The engine and automatic gearbox were rebuilt in 2004 with accompanying paperwork. There are two files of paperwork showing the engine and gearbox rebuild, as well as general maintenance and parts purchases. The car starts easily on the auto choke and settles after a few minutes to an even idle. Water temperature is good due to its re-cored radiator, and the oil pressure good as well. The car runs on unleaded petrol, the head being converted during the engine rebuild, and is itemised in the rebuild history. The DG gearbox changes up and down well and affords a fair turn of speed. There is a fuel pump isolator in the boot, and a battery isolator under the bonnet. The electrical system has been converted to negative earth. The vehicle now sits on virtually new painted wire wheel with new hubs and spinners, has had an oil and filter change, a carburettor overhaul and now starts and runs perfectly. The gearbox had an oil top up, as a result of not having covered more than 120 miles since the engine and box rebuild in 2004, and gear changes are now virtually seamless.Whilst in the garage, on a 4 poster, the underneath was inspected and found to be in virtually mint condition, as now shown in the pictures. The rear section of the exhaust is stainless steel.

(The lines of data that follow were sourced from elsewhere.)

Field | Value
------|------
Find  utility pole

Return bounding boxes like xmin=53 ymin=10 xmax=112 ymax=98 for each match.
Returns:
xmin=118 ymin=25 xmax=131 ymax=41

The car - given the above- has just passed an MOT which is valid until November 12 2021 - with no advisories. The car also comes with a Jaguar Heritage Certificate

Overall, although not concourse, an interesting and collectible example of the marque.

Note: This description is provided by the vendor and unless otherwise stated is 'Not Verified' by Barons or any person employed by Barons. Prospective purchasers are advised to satisfy themselves as to the accuracy of any statements made, whether they be statements of fact or opinion.